A number of years ago, I had a parent suggest to me that I organize a trip to Europe with my team. The suggestion was more of a badgering and I finally relented (thank goodness!) and contacted a friend of mine who set up hockey tours in Europe. My worry was that it was tough for my families to find another $3500 at the end of a season for a European tour during March Break. To my surprise, not one player backed out of the trip for financial reasons, and off we went for ten days to Italy, Austria, Germany and Switzerland. We played nine games in total including a tour ending six team tournament against Swiss and German professional teams in Zurich. Needless to say it was an unbelievably awesome experience, one that all teams should have the opportunity to take part in. I know that seven years later, with all of my players old enough to have graduated university now, their best memories from the 2009-10 season have nothing to do with whether we won or lost but are from our European Tour. It was truly an experience of a lifetime.
So, when you are putting together your season plan for next year, make sure you are including experiences, not just hockey systems and it doesn’t have to be as big as a European tour. Here are some suggestions to ponder while you are planning next season:
1) Take the team to see a professional or college/university game. It is always a fun outing and a team bonding event to go to a game, whether it’s NCAA, uSports, NHL, AHL, CWHL or NWHL, it will be a good event - and one that players will look forward to.
2) Bring in a guest coach to run practice. It can be a well-known coach or even an accomplished player. It will undoubtedly be a great experience for your team. I remember how much the young players loved it when Roger Nielsen would bring in a few NHL players to help in practice for a few days at his hockey school. They were larger than life for the younger players and great for the older players to get an understanding of what it takes to make it in pro hockey.
3) Play or practice somewhere really cool. Whether it be the local NHL rink, university campus, or even an outdoor rink, practicing, playing or hosting a tournament somewhere that is novel is a great experience. I hosted a four team tournament at Varsity Arena at the University of Toronto one year, practiced at Maple Leaf Gardens, organized a pond hockey tournament on a frozen lake, even rented the SkyDome for an exhibition game for my baseball team one season. There are lots of great “location” ideas and they make for great memories for your players.
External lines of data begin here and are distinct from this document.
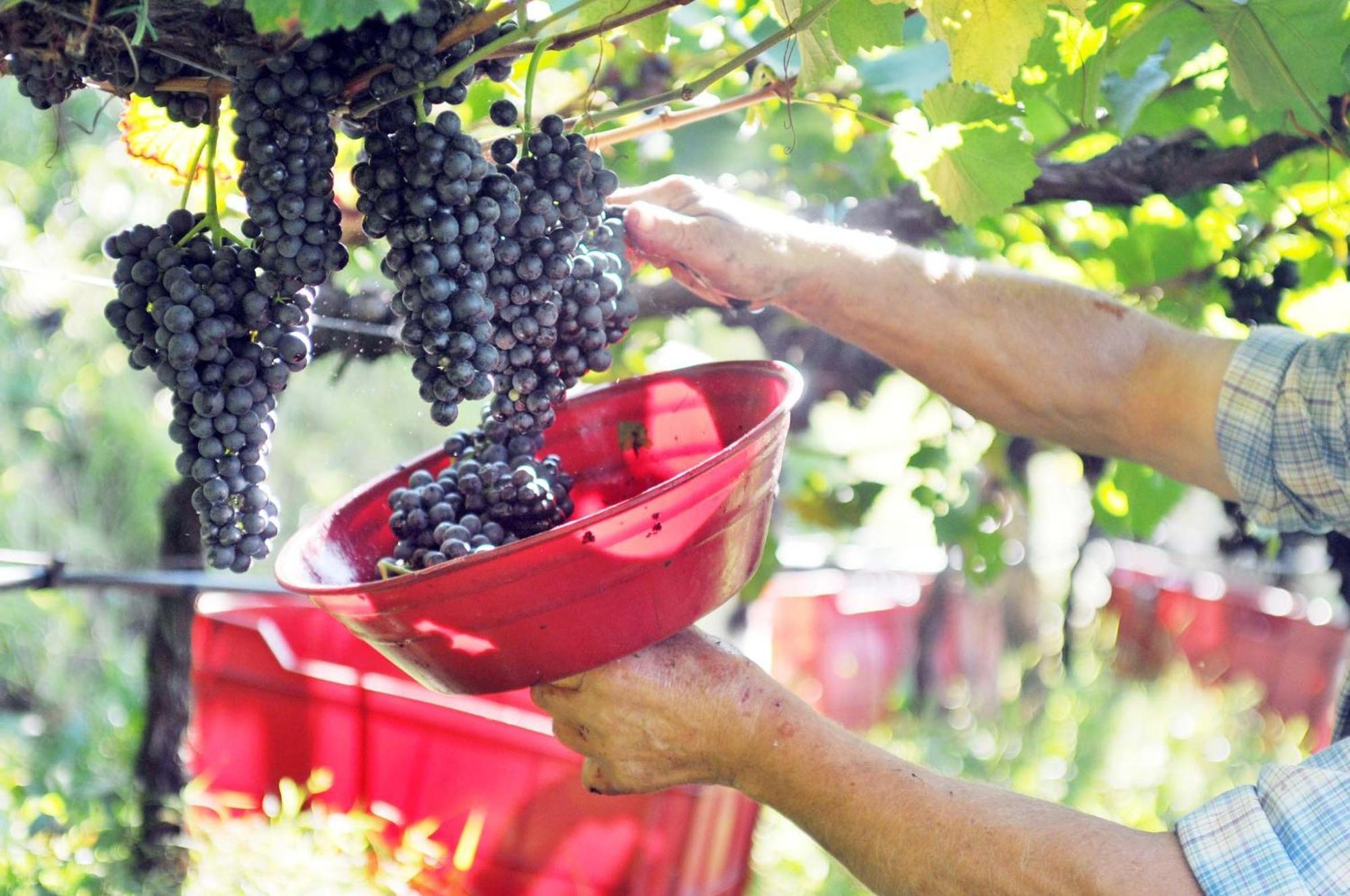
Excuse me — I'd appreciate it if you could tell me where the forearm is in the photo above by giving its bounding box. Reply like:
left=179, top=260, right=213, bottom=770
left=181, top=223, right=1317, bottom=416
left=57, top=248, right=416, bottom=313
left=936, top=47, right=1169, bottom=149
left=779, top=228, right=1234, bottom=495
left=736, top=695, right=1200, bottom=896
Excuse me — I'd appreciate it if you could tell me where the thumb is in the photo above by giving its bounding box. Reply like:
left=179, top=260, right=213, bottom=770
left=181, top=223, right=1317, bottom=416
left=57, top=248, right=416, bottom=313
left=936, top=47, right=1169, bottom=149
left=624, top=202, right=702, bottom=264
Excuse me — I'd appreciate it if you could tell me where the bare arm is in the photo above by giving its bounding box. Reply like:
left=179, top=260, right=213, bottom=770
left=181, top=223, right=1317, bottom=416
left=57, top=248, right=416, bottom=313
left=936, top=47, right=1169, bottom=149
left=533, top=630, right=1200, bottom=896
left=617, top=178, right=1235, bottom=498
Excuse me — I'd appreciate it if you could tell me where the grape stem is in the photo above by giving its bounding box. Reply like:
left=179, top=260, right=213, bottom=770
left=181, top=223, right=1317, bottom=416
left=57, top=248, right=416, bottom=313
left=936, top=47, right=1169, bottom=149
left=178, top=131, right=211, bottom=208
left=342, top=3, right=525, bottom=103
left=375, top=560, right=412, bottom=579
left=580, top=0, right=837, bottom=132
left=489, top=0, right=694, bottom=59
left=351, top=0, right=608, bottom=119
left=572, top=78, right=794, bottom=150
left=520, top=38, right=554, bottom=143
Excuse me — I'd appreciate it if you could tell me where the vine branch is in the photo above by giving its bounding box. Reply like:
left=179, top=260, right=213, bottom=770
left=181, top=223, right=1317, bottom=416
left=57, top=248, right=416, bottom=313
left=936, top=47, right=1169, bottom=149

4) When you are on the road for a tournament, plan some team events away from the rink. This is a great time to go and see a local college or pro game, go to a local attraction, get a tour of the city or have a team meal at a famous restaurant in the area. When I am on the road for business I often forget to get out of the hotel and go see something “local”. Don’t make that mistake with your players when the team is on the road.
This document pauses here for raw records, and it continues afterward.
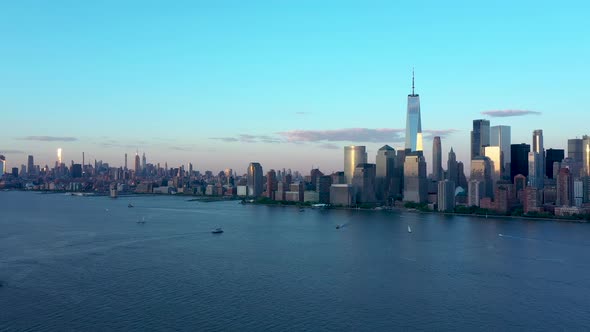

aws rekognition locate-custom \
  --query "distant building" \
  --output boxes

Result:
[330,184,356,206]
[437,180,455,212]
[404,152,428,203]
[247,162,264,197]
[352,164,376,203]
[471,119,490,159]
[510,143,531,182]
[344,145,367,184]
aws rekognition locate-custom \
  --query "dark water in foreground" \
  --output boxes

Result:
[0,192,590,331]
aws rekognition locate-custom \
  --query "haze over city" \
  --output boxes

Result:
[0,1,590,172]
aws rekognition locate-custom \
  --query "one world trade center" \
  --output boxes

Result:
[406,70,423,151]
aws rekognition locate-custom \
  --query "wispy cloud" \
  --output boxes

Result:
[277,128,404,143]
[481,110,541,118]
[0,149,25,154]
[20,136,78,142]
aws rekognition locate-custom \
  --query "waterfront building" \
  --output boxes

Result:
[545,149,565,179]
[344,145,367,184]
[404,152,428,203]
[353,164,375,203]
[406,71,423,152]
[555,168,575,206]
[375,145,396,201]
[247,162,264,197]
[437,180,455,212]
[330,184,356,206]
[490,126,511,176]
[432,136,444,181]
[510,143,531,182]
[471,119,490,160]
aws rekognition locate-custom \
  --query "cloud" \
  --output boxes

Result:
[481,110,541,118]
[0,149,25,154]
[277,128,405,143]
[20,136,78,142]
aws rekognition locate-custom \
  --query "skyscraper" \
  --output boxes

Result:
[247,162,263,197]
[510,143,531,182]
[447,147,459,186]
[490,126,511,175]
[432,136,443,181]
[567,138,583,162]
[404,152,428,203]
[344,145,367,184]
[406,70,423,151]
[27,155,35,176]
[471,119,490,159]
[545,149,565,179]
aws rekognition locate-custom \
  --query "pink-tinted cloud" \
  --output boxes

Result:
[277,128,404,143]
[481,110,541,118]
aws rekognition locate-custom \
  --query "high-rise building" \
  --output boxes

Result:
[545,149,565,179]
[432,136,444,181]
[484,146,504,183]
[247,162,264,197]
[470,156,494,200]
[27,155,36,176]
[437,180,455,212]
[528,151,545,189]
[406,71,423,151]
[353,164,375,203]
[510,143,531,182]
[344,145,367,184]
[582,135,590,177]
[567,138,583,162]
[404,152,428,203]
[555,168,575,206]
[490,126,511,175]
[135,152,141,176]
[447,147,459,185]
[375,145,396,201]
[471,119,490,159]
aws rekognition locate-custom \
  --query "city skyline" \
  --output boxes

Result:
[0,2,590,173]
5) Take the team on the road for something other than league games or a tournament. One of the best trips we took with our high school baseball team was to Cooperstown, New York to see the Baseball Hall of Fame. We toured the Hall for an afternoon, then had an inter-squad game at Doubleday Field compete with umpires a ceremonial first pitch thrown by the president of the chamber of commerce, finishing with a spaghetti and baseball sized meatball dinner at a famous local restaurant. We got up the next morning and drove to Boston to see our Toronto Blue Jays take on the Red Sox at Fenway Park. What a terrific trip that was!
So, be creative. Make next season a memorable one for your players - not just on the ice but off the ice as well. Unless you are one of the lucky teams that manages to win championships, often the off-ice fun is what your players will remember for the rest of their lives.